Newsletter do Farol #4 – Destaques (positivos e negativos) da COP28
Um olhar atento e crítico às notícias sobre a COP28 é fundamental para entender o que de fato são avanços, o que são boas ideias, o que são compromissos voluntários e o que é greenwashing
Desde a última quinta-feira (30/11), os olhos do mundo estão voltados para Dubai, onde acontece a 28ª Conferência anual das Nações Unidas sobre o clima, a COP28.
O objetivo do encontro é definir caminhos para enfrentar a crise climática, limitar o aumento da temperatura global a 1,5 graus Celsius, ajudar comunidades vulneráveis a se adaptar aos efeitos das mudanças do clima e zerar emissões líquidas de carbono até 2050.

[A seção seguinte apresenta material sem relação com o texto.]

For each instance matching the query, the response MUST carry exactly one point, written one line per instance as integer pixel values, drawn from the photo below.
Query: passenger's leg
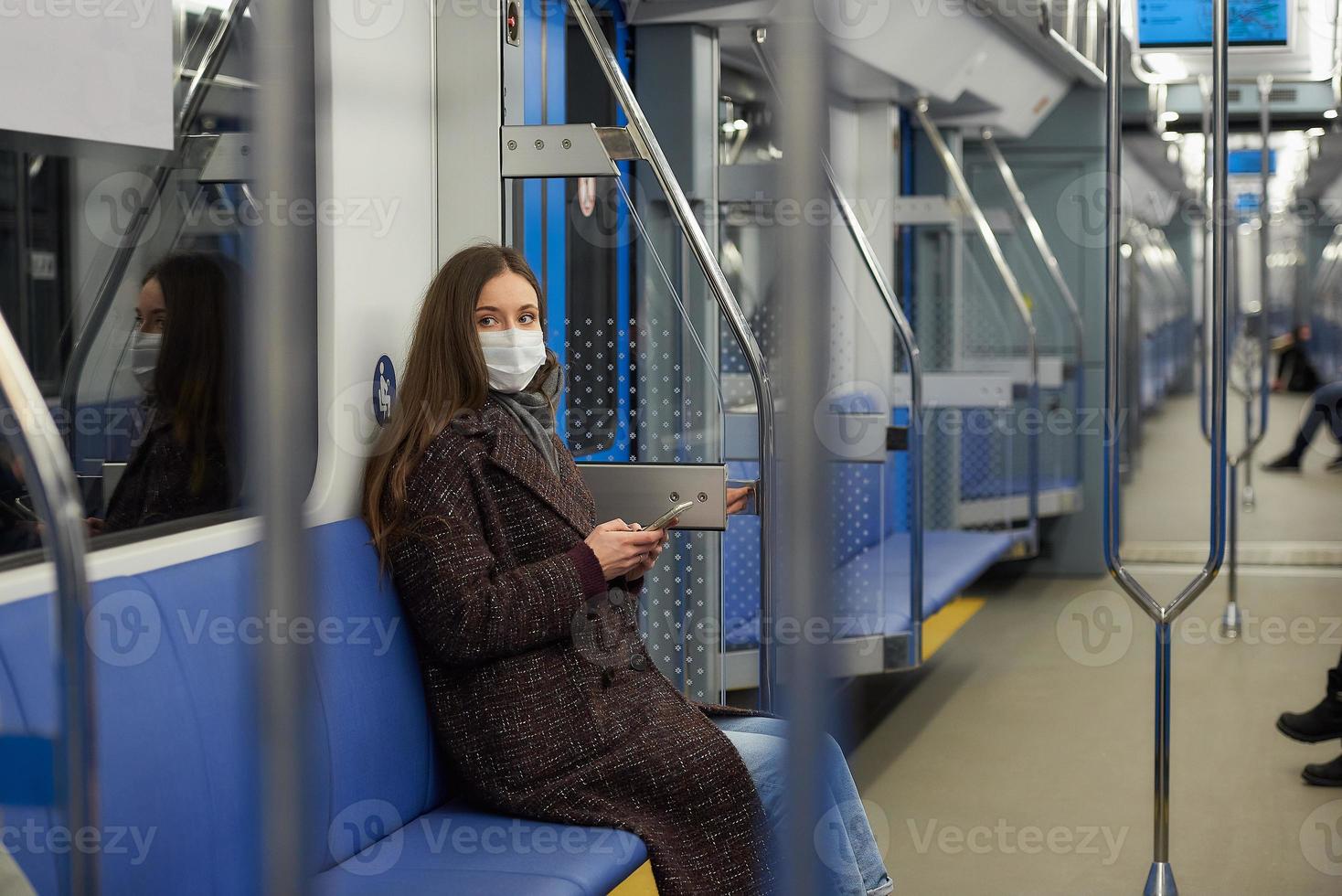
(1326, 407)
(845, 840)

Cercada de polêmicas desde o início (especialmente por ter como presidente Al Jaber, que também é CEO da estatal petroleira dos Emirados Árabes), a COP28, que vai até o dia 12 deste mês, já gerou diversas manchetes nos principais veículos de notícias do mundo, e os primeiros rascunhos do relatório final da conferência já começaram a ser produzidos e divulgados.
Um olhar atento e crítico é fundamental para entender o que de fato são avanços, o que são boas ideias (mas, ao menos por enquanto, não passam muito disso), o que são compromissos voluntários que podem não se transformar em ações acompanháveis e mensuráveis e o que é greenwashing.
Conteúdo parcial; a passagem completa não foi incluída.